Engineering Contradictions & Design Principles
Engineering Contradiction Analysis
1Measurement precision
If smart plugs are installed to monitor each energy consuming device, then device-level power consumption information can be obtained, but the cost increases significantly
Solution Approach 1:
The patent extracts device-level power consumption information from aggregate power data by analyzing transient responses and characteristic variables. Instead of installing smart plugs on each device, the system extracts individual device signatures from the total power consumption signal at the service entrance, thereby obtaining device-level information without the associated hardware cost.
Solution Approach 2:
The patent introduces an intermediary processing system that acts as a mediator between the aggregate power data and device-level information. The extraction unit and analysis unit serve as intermediaries that process the total power consumption signal to reveal individual device characteristics, avoiding the need for direct device-level measurement hardware.

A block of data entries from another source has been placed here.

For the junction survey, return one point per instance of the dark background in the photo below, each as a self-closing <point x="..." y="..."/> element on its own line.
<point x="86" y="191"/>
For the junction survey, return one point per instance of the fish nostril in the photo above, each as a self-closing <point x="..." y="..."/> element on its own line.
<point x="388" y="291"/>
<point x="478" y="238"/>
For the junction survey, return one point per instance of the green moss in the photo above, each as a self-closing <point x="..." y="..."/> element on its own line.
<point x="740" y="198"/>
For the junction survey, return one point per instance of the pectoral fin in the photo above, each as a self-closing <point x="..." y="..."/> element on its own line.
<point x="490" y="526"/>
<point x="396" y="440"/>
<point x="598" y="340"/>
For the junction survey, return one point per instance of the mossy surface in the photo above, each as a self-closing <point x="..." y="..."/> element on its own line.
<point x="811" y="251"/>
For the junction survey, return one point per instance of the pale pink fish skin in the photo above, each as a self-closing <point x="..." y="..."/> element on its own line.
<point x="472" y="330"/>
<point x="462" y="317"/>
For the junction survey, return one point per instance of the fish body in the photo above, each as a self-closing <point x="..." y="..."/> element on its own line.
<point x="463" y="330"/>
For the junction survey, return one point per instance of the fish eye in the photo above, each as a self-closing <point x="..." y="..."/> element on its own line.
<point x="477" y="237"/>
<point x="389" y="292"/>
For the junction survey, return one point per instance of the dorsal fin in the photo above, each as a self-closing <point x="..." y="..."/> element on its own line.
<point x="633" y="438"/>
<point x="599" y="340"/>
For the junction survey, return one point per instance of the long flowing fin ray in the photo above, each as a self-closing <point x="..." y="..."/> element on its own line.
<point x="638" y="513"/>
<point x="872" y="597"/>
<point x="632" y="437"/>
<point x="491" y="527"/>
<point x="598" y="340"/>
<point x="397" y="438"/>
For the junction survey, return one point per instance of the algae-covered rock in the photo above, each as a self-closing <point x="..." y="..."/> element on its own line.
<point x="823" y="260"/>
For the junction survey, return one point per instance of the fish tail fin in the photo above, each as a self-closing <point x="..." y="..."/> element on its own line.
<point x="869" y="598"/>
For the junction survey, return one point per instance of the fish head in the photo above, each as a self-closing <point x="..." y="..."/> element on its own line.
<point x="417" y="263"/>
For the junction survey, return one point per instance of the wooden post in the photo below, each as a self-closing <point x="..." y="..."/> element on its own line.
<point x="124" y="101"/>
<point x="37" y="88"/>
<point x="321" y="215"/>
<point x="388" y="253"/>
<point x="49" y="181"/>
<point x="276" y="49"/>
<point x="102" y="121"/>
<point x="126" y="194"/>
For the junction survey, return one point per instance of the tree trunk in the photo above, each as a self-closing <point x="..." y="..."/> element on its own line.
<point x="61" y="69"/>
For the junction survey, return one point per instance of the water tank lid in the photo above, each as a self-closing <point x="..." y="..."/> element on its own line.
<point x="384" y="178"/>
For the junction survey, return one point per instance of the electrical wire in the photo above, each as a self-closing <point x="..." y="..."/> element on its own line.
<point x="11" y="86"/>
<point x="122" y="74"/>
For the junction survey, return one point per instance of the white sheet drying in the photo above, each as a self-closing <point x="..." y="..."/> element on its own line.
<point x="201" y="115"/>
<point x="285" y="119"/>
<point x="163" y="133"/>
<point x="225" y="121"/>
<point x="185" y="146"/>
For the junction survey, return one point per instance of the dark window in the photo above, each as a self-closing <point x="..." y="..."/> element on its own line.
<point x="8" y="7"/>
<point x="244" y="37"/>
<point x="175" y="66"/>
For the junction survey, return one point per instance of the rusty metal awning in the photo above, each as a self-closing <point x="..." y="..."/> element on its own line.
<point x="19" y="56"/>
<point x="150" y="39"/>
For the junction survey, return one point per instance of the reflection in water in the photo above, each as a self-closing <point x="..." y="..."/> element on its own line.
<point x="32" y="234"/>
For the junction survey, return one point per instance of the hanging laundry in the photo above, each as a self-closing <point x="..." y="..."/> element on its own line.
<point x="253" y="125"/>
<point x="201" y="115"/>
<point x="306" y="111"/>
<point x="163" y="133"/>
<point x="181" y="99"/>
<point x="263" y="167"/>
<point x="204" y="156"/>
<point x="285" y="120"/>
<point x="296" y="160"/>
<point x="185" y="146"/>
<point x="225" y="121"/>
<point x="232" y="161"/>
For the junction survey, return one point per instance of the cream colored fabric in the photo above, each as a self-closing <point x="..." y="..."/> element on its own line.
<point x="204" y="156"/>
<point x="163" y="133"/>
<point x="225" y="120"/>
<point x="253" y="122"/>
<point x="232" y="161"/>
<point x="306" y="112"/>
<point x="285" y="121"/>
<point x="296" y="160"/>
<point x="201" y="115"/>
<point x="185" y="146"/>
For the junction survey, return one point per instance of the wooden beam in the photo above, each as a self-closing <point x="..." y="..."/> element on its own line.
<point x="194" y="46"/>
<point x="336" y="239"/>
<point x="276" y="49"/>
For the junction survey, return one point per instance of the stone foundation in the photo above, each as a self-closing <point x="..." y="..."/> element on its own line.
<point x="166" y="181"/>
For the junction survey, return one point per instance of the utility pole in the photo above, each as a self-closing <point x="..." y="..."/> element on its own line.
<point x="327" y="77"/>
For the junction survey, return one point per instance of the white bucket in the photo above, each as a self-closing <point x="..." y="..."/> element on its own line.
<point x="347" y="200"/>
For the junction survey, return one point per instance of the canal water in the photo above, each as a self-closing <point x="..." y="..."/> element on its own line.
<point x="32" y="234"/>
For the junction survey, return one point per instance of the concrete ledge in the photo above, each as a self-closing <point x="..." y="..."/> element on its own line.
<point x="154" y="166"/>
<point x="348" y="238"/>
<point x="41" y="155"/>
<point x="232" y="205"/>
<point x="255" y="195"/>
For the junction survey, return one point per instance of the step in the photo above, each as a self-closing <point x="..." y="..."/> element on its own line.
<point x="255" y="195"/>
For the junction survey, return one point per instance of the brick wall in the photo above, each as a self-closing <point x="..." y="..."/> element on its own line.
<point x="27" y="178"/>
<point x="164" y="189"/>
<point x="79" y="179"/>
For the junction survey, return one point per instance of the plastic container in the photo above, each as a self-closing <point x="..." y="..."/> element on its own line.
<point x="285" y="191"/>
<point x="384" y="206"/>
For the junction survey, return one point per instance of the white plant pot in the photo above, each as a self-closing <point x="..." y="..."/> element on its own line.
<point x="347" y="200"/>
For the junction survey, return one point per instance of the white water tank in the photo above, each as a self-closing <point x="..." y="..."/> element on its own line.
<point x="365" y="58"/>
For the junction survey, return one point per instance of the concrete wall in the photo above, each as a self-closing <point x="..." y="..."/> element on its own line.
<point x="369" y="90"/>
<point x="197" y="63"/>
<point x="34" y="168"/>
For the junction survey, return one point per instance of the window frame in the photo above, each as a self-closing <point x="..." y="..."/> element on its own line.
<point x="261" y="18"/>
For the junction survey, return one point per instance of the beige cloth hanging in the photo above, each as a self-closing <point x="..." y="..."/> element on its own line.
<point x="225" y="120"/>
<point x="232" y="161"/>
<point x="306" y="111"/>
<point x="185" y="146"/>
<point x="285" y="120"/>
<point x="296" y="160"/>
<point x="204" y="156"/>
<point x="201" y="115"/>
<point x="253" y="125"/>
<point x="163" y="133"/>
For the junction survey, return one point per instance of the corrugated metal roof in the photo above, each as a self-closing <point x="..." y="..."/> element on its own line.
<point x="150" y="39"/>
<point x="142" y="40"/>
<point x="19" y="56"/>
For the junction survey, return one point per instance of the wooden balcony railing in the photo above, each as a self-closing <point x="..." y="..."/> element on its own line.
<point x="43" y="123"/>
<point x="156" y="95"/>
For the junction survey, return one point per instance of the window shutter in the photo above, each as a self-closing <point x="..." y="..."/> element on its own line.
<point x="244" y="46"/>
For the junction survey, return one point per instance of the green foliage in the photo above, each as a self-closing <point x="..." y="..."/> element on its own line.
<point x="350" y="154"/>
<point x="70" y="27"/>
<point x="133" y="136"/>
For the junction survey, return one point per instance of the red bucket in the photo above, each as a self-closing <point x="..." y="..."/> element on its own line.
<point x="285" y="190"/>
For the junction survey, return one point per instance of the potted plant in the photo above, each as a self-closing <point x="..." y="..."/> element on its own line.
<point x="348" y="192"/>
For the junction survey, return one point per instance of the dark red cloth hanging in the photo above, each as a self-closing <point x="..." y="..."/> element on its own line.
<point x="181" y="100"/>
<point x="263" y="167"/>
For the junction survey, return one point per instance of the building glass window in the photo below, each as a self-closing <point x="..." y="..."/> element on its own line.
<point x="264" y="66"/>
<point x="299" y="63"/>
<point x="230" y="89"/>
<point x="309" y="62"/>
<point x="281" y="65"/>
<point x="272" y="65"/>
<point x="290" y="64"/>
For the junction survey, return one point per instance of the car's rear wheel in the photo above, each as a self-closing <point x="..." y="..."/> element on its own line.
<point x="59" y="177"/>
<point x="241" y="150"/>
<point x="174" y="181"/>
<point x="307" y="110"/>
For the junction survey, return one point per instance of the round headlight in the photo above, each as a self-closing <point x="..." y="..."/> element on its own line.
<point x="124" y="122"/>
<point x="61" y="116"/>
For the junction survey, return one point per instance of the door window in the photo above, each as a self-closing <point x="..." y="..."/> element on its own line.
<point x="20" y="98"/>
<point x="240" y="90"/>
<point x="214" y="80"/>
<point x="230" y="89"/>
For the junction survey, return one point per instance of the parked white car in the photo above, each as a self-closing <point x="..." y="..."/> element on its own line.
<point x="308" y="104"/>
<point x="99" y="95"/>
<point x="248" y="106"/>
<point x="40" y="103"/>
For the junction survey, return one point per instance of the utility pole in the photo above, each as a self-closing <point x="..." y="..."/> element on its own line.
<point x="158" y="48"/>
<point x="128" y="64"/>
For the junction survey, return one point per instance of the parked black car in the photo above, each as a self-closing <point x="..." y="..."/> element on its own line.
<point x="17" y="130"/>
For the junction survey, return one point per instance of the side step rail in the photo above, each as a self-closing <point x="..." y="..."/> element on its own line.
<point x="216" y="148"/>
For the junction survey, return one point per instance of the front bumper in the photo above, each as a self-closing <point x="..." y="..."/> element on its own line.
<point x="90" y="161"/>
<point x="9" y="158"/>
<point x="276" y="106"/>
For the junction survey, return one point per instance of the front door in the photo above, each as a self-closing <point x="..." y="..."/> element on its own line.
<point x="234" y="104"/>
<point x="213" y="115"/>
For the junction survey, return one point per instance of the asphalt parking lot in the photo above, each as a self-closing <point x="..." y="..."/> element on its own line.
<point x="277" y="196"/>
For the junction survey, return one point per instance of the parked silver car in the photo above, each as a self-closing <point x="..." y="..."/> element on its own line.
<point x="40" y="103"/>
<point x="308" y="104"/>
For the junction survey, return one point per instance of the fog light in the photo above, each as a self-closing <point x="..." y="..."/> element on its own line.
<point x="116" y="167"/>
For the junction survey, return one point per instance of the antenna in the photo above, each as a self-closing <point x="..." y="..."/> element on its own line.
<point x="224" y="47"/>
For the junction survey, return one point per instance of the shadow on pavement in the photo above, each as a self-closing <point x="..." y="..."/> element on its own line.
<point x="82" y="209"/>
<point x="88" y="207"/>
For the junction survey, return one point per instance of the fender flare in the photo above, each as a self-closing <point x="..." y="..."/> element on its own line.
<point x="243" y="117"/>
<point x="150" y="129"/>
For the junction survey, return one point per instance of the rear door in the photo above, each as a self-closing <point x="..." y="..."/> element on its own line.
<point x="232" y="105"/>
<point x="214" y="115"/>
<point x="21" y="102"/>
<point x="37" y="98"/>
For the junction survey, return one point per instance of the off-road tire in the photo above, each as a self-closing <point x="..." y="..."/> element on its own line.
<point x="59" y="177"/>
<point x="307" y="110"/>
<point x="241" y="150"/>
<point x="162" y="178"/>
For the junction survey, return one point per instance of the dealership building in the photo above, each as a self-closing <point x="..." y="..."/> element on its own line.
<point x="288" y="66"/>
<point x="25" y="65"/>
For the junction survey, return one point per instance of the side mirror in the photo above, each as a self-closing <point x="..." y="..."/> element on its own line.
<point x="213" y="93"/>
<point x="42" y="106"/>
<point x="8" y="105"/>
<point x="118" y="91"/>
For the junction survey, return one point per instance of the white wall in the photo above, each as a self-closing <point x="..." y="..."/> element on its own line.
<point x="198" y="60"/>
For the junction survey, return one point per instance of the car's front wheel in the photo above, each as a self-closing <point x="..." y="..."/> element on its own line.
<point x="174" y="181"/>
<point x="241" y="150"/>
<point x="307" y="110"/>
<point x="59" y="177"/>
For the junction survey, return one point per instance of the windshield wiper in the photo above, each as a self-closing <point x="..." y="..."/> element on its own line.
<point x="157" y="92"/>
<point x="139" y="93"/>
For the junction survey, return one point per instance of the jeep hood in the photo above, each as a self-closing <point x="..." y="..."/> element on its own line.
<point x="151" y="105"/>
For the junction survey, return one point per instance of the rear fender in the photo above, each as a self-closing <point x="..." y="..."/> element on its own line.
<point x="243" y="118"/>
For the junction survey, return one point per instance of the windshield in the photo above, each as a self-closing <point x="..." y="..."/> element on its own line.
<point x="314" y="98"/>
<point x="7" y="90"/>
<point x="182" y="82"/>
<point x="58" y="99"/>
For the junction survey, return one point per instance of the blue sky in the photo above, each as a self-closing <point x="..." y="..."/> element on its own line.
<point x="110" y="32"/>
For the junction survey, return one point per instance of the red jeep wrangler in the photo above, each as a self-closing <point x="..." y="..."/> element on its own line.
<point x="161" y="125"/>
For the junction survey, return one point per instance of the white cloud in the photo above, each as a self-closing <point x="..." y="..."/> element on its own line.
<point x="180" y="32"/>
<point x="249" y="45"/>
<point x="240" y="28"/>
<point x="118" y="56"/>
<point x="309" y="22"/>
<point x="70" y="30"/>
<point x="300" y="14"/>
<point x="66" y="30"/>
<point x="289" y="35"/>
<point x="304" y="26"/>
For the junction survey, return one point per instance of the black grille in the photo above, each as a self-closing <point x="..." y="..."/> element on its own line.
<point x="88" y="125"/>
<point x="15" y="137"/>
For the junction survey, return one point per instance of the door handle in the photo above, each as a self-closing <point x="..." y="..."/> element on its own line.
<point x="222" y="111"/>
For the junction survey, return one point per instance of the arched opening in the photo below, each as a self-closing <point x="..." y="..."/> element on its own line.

2Adaptability or versatility
If low-resolution power data (15-minute unit) is used for NILM, then scalability is improved, but detailed user behavior information cannot be provided
Solution Approach 1:
The patent applies preliminary action by pre-processing power data at multiple resolutions and extracting characteristic variables before analysis. The system prepares data at different time resolutions in advance, allowing it to maintain scalability while preserving the ability to extract detailed behavioral patterns when needed.
Solution Approach 2:
The patent adds another dimension by processing power data at multiple time resolutions simultaneously. Instead of choosing between single-resolution approaches, the system analyzes data at both 15-minute intervals and higher resolutions, extracting characteristic variables from each dimension to provide both scalability and detailed behavior information.
3Measurement precision
If high-resolution power data is used to provide detailed user behavior information, then measurement precision is improved, but additional measurement devices and varied collection formats are required
Solution Approach 1:
The patent applies universality by designing a processing system that can handle multiple data resolutions and formats through a unified approach. The extraction unit and HMM-based analysis system are configured to process both low-resolution (15-minute) and high-resolution data using the same methodology, eliminating the need for separate processing pipelines and reducing installation complexity.
Solution Approach 2:
The patent utilizes parameter changes by adjusting the time resolution parameter in the data processing pipeline. The system can switch between analyzing data at 15-minute intervals or higher resolutions by changing the temporal sampling parameter, allowing detailed behavior analysis without requiring permanent high-resolution infrastructure installation.
4Measurement precision
If Intrusive Load Monitoring is used for device identification, then device-level monitoring is achieved, but identification accuracy is poor
Solution Approach 1:
The patent replaces the mechanical approach of Intrusive Load Monitoring (which requires physical connection to devices) with a signal processing approach. Instead of mechanically interfacing with each device, the system uses mathematical extraction of transient responses and characteristic variables from aggregate power data to identify devices, achieving better accuracy without intrusive installation.
Data Source
AI summary
A power consumption disaggregation system according to an embodiment of the present invention comprises: a DB for receiving power data from a smart meter installed in a house, receiving data according to external factors affecting the power data from an external server, and storing the data in time series; an extraction unit for extracting a characteristic variable of a reference resolution time interval from the power data and the data according to external factors stored in time series; and an analysis unit for disaggregating total power consumption in the house by inferring a hidden power consumption state by inputting the characteristic variable into a power consumption disaggregation model based on a Hidden Markov Model (HMM) considering dependency of external factors.